La morsure de la fraîcheur de la nuit lui fit regretter un peu plus encore la chaleur du corps du beau Réunionnais.

Maline allait s’y rendre, au Vieux Carré !

Elle allait lui expliquer les bonnes manières, à ce jeune crétin d’Oreste Armano-Baudry

« Rodéo » ? avait dit Christian Decultot en lui confiant la « garde » de son filleul.

Il allait voir !

Elle traversa d’un pas pressé le vieux Rouen. Tout en marchant, la colère retombait un peu. La plénitude de l’heure qu’elle venait de passer avec Olivier Levasseur reprenait le dessus. La frustration se dissipait. Oreste Armano-Baudry n’y était finalement pas pour grand-chose, Olivier Levasseur avait sauté bien rapidement sur l’occasion pour se rhabiller. Après tout, il avait eu ce qu’il voulait… Elle !

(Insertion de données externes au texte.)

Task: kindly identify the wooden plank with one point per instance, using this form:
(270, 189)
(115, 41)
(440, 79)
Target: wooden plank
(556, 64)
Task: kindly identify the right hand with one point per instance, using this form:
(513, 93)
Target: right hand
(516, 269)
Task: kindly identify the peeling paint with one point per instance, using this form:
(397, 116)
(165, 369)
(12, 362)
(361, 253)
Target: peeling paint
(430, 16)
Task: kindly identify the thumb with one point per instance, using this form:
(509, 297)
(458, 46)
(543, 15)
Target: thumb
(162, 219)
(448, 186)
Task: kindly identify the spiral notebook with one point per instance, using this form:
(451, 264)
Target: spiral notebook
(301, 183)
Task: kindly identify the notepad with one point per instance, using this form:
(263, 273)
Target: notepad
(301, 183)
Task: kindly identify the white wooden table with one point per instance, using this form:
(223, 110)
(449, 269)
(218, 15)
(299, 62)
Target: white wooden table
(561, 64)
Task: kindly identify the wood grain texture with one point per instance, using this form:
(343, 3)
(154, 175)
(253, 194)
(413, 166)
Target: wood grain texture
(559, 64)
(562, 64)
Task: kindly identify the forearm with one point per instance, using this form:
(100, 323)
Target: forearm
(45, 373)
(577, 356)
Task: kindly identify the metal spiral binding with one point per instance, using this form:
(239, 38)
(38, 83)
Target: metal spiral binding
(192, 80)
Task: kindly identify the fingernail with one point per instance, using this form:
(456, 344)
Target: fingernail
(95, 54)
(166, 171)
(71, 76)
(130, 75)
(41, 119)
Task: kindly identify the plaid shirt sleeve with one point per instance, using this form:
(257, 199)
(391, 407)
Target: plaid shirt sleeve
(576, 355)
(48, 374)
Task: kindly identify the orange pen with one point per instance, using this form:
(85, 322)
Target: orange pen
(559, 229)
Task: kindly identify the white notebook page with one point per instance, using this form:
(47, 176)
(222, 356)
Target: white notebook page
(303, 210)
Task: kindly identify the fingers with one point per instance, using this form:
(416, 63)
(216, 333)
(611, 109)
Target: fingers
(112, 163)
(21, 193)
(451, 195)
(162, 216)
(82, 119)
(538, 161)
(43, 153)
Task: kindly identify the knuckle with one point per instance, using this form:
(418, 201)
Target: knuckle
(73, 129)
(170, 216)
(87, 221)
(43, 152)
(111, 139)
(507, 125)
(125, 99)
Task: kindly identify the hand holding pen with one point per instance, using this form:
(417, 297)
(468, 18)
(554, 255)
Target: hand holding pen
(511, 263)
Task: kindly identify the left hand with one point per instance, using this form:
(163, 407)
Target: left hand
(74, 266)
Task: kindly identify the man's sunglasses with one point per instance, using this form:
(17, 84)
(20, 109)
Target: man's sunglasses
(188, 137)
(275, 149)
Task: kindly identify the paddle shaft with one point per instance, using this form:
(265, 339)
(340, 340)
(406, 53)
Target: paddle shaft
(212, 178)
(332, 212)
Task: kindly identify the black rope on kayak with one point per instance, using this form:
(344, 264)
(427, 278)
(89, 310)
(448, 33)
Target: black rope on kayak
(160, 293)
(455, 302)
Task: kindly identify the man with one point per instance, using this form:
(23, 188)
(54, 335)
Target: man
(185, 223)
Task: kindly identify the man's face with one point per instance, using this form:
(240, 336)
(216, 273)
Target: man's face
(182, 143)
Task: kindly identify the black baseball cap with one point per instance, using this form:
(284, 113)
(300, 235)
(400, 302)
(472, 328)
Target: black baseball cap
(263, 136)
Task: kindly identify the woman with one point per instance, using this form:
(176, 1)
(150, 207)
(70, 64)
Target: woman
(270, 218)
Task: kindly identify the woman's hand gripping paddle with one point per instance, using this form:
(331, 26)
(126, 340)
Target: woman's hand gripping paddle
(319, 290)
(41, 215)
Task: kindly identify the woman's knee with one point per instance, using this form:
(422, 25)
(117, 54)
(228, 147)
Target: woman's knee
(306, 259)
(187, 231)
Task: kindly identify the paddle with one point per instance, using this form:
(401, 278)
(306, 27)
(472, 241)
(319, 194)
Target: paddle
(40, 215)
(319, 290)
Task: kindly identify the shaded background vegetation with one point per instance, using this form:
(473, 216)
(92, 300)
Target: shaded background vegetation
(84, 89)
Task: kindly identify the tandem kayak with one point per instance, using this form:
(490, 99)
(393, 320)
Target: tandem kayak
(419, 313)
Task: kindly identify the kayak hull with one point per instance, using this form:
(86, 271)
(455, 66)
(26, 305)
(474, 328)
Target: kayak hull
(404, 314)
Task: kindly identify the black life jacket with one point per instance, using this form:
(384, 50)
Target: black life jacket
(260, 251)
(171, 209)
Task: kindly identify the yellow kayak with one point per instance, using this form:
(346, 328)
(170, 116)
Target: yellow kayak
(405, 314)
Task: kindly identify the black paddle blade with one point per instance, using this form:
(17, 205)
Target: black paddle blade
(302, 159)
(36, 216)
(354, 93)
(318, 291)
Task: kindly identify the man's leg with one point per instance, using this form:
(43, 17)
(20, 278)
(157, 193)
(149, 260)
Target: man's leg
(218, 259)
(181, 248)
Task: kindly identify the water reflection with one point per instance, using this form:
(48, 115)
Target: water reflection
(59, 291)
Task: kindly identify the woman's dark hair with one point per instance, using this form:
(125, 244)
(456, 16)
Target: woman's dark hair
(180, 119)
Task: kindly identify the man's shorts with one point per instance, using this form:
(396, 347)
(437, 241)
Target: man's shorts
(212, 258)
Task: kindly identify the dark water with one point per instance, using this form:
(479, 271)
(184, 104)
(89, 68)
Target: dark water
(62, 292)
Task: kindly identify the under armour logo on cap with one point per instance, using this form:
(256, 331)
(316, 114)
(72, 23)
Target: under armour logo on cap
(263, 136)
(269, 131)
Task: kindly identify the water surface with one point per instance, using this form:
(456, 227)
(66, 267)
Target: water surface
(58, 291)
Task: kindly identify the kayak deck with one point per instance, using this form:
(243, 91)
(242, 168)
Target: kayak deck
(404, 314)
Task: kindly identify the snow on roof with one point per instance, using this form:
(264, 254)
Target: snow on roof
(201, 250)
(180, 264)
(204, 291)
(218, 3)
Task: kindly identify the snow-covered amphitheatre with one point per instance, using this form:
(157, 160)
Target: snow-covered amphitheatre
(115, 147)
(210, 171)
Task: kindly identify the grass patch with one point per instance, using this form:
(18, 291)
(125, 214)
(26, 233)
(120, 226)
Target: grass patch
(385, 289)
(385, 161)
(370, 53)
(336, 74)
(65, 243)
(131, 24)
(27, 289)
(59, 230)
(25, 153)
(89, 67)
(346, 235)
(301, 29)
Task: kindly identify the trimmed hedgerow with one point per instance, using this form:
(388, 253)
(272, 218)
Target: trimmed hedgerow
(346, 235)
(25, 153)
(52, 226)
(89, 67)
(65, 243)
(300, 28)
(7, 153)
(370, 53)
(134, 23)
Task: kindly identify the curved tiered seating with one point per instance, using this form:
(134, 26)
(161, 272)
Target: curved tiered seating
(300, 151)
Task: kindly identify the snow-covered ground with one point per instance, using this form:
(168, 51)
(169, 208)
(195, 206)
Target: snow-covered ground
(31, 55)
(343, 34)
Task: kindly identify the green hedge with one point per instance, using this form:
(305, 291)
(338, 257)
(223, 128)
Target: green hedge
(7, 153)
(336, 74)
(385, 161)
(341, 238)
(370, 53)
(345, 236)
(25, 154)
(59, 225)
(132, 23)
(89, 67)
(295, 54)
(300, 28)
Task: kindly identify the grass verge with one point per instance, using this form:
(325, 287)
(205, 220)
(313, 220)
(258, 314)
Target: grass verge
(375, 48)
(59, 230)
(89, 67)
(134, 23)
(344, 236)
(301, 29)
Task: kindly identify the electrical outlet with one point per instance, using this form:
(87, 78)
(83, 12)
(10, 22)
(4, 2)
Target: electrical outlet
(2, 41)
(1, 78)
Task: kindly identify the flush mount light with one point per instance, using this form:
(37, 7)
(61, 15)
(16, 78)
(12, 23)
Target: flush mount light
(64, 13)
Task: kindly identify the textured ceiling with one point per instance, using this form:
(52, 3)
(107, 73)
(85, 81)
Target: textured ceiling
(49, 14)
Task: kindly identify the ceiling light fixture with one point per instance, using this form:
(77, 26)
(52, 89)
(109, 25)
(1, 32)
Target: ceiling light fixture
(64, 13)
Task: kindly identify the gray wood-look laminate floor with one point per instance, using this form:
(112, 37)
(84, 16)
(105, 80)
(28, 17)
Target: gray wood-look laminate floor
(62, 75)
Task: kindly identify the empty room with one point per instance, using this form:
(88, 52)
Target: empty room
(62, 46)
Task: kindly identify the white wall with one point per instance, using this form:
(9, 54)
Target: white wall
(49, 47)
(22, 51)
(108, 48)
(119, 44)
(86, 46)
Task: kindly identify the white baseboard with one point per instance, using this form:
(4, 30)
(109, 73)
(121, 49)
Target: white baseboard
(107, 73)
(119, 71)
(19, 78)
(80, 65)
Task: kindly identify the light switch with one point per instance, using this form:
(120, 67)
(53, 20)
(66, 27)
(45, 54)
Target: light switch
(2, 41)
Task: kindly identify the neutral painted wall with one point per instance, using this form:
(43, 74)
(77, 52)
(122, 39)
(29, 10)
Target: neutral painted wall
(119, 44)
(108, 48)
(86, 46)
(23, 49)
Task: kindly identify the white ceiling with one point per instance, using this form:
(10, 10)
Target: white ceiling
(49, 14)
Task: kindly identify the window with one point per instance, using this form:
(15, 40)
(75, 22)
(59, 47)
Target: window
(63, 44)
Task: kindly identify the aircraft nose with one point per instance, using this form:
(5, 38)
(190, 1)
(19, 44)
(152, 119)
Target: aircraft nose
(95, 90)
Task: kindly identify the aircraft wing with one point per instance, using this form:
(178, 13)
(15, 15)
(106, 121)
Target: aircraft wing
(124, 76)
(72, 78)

Maline, pourtant, n’avait pas cette impression. Il lui semblait plutôt que le chargé de communication était pressé de la voir partir… parce qu’il avait autre chose à faire, ce soir !

— Tu dis cela pour te rassurer ma vieille, se dit Maline intérieurement. Ne te fais pas d’illusion. Tu n’es pas près de rejouer à cache-cache avec lui sous les draps.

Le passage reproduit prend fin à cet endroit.